Charlotte’s despair was short-lived, however. Ten days later she faced her consultant with pen and paper and armed with a list of questions – how many young people were diagnosed with her kind of cancer, the survival rates, what the treatment would be and what the side effects were.
Just 88 young people a year aged 15 to 24 are diagnosed with cancers like Charlotte’s. Roughly half of the boys, and almost two-thirds of girls, survive for more than five years. The hospital became a home from home during her year-long course of treatment. Six cycles of chemotherapy to shrink the tumour were followed by surgery to remove it.

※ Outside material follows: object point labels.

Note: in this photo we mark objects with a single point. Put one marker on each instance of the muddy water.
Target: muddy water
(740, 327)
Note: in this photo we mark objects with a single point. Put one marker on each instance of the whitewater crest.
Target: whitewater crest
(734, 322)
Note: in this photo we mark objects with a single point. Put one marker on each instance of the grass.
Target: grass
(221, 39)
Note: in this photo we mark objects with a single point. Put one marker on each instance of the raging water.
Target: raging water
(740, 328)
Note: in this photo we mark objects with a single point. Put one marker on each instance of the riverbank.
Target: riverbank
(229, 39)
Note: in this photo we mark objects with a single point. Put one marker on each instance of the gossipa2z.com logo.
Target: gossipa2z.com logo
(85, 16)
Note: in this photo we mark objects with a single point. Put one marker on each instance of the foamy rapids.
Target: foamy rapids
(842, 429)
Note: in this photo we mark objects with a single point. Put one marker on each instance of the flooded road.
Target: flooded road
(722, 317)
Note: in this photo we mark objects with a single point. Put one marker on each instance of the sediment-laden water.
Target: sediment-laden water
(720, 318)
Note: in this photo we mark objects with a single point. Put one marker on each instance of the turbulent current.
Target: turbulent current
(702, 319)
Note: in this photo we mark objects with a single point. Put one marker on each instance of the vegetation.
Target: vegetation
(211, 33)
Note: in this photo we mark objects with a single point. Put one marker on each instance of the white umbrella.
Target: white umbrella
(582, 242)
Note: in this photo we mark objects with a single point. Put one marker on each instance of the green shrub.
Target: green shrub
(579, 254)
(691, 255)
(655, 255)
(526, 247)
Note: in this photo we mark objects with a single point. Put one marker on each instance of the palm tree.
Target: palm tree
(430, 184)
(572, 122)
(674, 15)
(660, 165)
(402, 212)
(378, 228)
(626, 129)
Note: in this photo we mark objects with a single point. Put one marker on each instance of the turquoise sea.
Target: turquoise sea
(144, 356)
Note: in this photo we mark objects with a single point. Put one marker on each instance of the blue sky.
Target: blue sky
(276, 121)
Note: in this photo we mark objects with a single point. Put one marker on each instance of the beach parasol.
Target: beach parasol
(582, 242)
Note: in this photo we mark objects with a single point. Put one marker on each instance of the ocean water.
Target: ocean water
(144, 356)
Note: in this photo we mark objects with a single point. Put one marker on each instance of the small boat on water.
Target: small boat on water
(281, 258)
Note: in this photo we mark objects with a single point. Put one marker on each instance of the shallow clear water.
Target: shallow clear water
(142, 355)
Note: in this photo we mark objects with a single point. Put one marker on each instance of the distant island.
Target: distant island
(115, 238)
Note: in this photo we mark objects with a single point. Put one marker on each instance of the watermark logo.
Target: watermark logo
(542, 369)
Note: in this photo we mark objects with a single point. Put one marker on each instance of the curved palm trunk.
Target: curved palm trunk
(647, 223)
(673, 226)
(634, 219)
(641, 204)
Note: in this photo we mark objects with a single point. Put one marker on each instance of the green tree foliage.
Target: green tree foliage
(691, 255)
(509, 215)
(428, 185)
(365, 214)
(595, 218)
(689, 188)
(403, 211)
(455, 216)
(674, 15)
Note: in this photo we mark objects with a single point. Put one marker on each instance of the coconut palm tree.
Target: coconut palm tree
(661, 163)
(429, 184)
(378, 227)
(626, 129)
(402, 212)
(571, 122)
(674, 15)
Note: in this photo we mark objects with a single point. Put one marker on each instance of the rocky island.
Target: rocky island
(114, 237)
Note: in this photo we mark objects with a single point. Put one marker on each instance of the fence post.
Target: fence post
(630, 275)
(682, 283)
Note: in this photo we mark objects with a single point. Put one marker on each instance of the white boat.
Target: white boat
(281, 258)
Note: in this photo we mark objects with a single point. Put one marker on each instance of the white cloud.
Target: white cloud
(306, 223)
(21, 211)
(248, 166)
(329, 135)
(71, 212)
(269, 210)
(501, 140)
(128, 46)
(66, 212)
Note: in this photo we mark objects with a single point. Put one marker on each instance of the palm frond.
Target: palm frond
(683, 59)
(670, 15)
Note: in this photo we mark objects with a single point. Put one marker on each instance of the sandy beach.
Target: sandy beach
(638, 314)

She then needed two more rounds of chemotherapy to make sure it was completely eradicated, followed by a stem-cell transplant to help her cope with the rigours of the gruelling treatment, during which she was kept in isolation for a month. There was a final six-week course of radiotherapy for good measure.
Yet Charlotte’s memories of hospital are far from bleak. ‘It didn’t have the same atmosphere as a conventional hospital ward. I immediately thought, “This is a safe place,” ’ she says. But Charlotte likens the ward to a youth club. ‘The doctors and nurses make you feel normal.

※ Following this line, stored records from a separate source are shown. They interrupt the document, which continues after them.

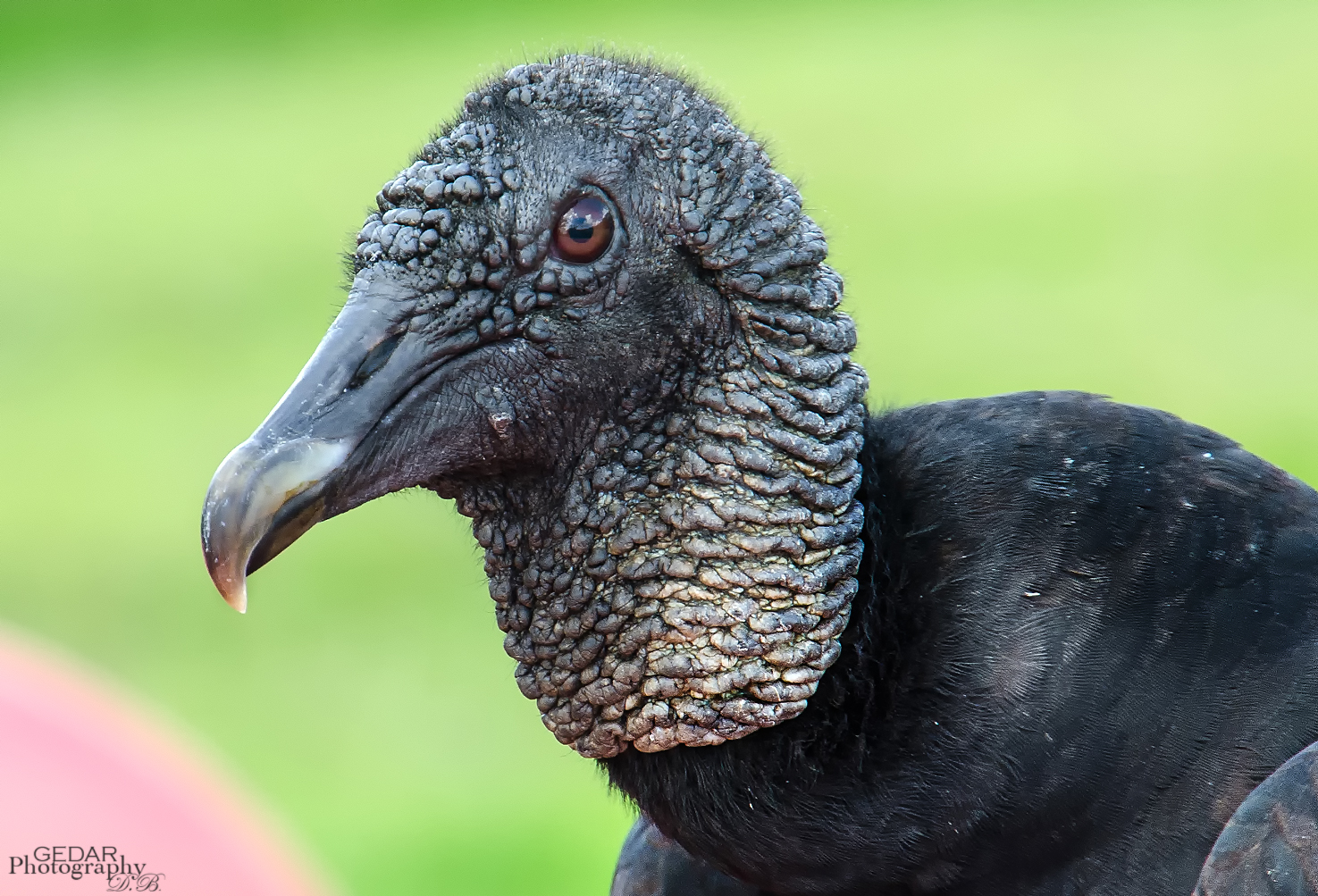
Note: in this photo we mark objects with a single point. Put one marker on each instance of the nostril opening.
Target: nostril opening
(374, 360)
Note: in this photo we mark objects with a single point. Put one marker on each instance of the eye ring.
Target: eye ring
(584, 230)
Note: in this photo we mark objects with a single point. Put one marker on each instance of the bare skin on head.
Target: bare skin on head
(594, 315)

‘I decided I had to power through it. Physically it was awful and debilitating. I was so weak and I lost 20lb in the first week alone.’ A side effect of the treatment was mucositis – painful ulceration of the mouth and digestive tract. Charlotte says: ‘Your mouth burns with ulcers all the way down your oesophagus. I couldn’t eat and could barely swallow or talk.
‘You regress to being an infant again. My mum did everything for me. You can’t dress yourself, feed yourself. I depended on her a lot. I shut off to the world and just had to focus on getting better. ‘Everyone on the ward is a teenage cancer specialist.

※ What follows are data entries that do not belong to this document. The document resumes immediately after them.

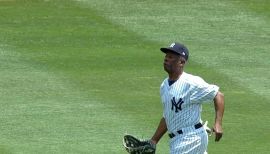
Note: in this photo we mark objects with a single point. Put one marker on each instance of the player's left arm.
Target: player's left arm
(219, 109)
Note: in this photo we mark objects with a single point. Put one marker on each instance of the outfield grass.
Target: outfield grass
(77, 75)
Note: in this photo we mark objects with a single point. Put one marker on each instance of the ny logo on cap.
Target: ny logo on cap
(172, 45)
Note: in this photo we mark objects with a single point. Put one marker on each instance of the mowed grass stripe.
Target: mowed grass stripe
(88, 62)
(110, 85)
(219, 34)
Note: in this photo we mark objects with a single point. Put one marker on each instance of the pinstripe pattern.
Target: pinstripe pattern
(182, 104)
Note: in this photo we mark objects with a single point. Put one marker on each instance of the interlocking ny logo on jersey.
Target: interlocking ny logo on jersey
(177, 105)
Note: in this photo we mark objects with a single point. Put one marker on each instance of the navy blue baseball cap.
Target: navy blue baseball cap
(178, 49)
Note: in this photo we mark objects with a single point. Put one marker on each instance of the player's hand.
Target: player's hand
(217, 129)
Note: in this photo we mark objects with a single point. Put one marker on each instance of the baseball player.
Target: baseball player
(182, 96)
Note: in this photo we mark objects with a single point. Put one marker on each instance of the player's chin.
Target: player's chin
(166, 68)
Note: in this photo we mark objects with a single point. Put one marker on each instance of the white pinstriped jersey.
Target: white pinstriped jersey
(182, 101)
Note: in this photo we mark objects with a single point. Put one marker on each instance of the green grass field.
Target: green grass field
(75, 76)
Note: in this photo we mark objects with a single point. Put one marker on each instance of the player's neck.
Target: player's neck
(175, 75)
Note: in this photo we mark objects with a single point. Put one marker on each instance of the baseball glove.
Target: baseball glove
(134, 145)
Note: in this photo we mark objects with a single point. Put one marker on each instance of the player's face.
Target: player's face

‘They’re so well trained that they know how to spot the signs of everything like strange side effects from the treatments or when you’re having a bad day, but they also know how to have a laugh with you. I met so many lovely people on the ward – I wouldn’t change the experience. Charlotte describes herself as ‘a girlie girl’, and losing the long glossy hair she prided herself on was traumatic.
TCT volunteers brought wigs and make-up artists to the ward, who showed the patients how to draw on eyebrows after they fell out. Leeds University kept Charlotte’s place open for her to complete her final year. Having just sat her final law exam, she is now applying for training contracts and in the meantime looking forward to work experience for a local law firm. Charlotte still returns to hospital every two months for scans and blood tests and will continue to do so until five years have elapsed. ‘It doesn’t get easier. In one sense it’s like judgment day every two months, but I accept it as part of my routine now.
‘I love to go back to the ward. I’ve blocked out the bad memories and think of it as a happy time. The Teenage Cancer Trust gave me a reason to smile when I thought all I could do was sit and cry.’